You call me Teacher and Lord, and it is right that you do so, because that is what I am. I, your Lord and Teacher, have just washed your feet. You, then, should wash one another's feet. I have set an example for you, so that you will do just what I have done for you. I am telling you the truth: no slave is greater than the master, and no messenger is greater than the one who sent him/her. Now that you know this truth, how fortunate you will be if you put it into practice! (Jn 13:12-17).

 It is within this same context that the function of Jesus as priest and prophet fits. Except for the specific purpose of inviting partnership with people in love, Jesus chooses neither to show nor exercise these qualities. In the sense of prophecy as foretelling the future, he resists repeated requests from his disciples to utilise it. We have already alluded to their pressure on him to be specific as to the time of the restoration of the Kingdom of Israel. His answer? "The times and occasions are set by my Father's own authority, and it is not for you to know when they will be" (Acts 1:6-7). Substantially the same reply is given to James and John, the sons of Zebedee, with regard to their own (cf. Mk 10:35-40) or, on their behalf, their mother's (cf. Mt 20:20-23) request for positions of influence in heaven. He resists temptations to impress by being prophet in the conventional sense.

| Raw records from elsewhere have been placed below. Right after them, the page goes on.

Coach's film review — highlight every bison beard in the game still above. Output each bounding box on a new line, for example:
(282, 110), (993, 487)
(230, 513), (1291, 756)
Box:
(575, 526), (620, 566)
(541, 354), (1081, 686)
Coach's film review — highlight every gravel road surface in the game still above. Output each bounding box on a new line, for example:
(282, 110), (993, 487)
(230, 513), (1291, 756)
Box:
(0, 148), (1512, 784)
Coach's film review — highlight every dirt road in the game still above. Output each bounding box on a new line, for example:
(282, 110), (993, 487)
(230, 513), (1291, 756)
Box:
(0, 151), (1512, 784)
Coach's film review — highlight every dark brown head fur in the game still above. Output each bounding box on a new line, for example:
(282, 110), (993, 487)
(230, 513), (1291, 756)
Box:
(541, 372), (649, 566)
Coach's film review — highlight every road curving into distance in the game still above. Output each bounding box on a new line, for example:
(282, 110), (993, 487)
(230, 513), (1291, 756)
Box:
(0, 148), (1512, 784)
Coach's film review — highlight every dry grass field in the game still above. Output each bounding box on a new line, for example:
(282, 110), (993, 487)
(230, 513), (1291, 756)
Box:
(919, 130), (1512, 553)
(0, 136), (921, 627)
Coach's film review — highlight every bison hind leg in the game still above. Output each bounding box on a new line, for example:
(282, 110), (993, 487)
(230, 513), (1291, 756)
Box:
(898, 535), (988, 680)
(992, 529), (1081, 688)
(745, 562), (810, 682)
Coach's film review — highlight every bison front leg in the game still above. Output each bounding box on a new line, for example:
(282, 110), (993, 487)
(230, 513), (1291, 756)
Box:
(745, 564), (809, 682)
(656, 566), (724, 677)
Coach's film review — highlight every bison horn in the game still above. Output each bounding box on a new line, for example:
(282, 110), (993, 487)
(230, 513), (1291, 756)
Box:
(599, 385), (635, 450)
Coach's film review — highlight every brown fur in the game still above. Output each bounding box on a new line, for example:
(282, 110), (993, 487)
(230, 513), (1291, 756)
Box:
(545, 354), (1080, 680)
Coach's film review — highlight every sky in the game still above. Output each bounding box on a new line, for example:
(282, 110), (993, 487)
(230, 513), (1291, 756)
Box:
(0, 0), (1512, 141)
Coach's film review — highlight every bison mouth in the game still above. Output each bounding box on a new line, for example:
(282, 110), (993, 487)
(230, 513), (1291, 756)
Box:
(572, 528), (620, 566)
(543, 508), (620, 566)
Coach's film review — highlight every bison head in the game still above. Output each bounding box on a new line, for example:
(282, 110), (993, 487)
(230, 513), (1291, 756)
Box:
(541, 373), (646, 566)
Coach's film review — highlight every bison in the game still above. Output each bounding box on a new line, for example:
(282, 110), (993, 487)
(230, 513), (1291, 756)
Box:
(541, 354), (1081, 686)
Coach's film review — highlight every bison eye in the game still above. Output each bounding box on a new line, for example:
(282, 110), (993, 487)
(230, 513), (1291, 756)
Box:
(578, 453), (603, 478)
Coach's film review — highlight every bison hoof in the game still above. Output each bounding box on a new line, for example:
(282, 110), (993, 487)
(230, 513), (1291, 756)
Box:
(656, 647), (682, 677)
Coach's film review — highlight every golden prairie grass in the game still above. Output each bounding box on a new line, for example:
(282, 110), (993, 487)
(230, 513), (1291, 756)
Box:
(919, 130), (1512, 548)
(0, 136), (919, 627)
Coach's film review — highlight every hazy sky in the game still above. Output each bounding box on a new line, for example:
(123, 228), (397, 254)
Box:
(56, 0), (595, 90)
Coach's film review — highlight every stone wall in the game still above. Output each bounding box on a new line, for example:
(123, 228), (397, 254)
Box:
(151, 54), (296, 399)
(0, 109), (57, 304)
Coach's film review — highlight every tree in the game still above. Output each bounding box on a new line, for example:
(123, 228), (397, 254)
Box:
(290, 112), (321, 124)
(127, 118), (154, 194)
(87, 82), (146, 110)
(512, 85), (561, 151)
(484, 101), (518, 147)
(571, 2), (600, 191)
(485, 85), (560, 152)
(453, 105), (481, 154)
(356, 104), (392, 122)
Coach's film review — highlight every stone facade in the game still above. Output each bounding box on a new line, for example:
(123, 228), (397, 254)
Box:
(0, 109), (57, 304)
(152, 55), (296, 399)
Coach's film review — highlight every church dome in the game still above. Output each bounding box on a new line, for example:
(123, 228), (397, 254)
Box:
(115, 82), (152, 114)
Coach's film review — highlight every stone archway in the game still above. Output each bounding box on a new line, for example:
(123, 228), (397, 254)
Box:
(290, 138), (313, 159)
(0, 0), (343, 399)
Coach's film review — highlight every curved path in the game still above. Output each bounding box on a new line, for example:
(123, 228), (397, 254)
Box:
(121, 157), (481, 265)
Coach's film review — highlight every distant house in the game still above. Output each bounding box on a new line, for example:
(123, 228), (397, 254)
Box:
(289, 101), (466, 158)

 But even more striking is Jesus' profession of ignorance concerning his own Second Coming! "The Father alone knows" is all he can say (Mt 24:36; Mk 13:32). Yet the text forming the wider context of this profession, and within which it is situated, particularly in Matthew and Luke (cf. Mt 24:37-39; Lk 12:36-37; 21:34-36) presents Jesus as emphasising one thing: that true prophecy is to be alert and ready in deciphering as correctly as possible what is required of love here and now and doing it. The prophetic ministry of Jesus, in other words, is knowing the will of God which consists in love, mercy and justice, and living it.

 The same is true of his quality and ministry as Great High Priest. His priesthood is a functional one, intended to gather every human being in love before God's throne. The Letter to the Hebrews is classic here, as well as the kenosis passage in the Letter to the Philippians. Both Letters are unambiguous as to the purpose of the incarnation and Jesus' act of dying from which priesthood in terms of the economy of salvation is made manifest. That purpose is none other than compassion; compassion which is meant to gather all human beings to God. Jesus' compassion as our High Priest, who knows us inside out, gives us confidence to "approach God's throne" (Heb 4:14-16). It is his example of emptying himself completely for us that Christian faith, through Baptism, invites us all to approximate in our lives. In sharing in his kingship, prophethood and priesthood in this way in a functional manner, we also share in these qualities in a fundamental ontological way.

... WHICH REFLECTS THE EMPIRICAL EXPERIENCE OF AFRICAN WOMEN ...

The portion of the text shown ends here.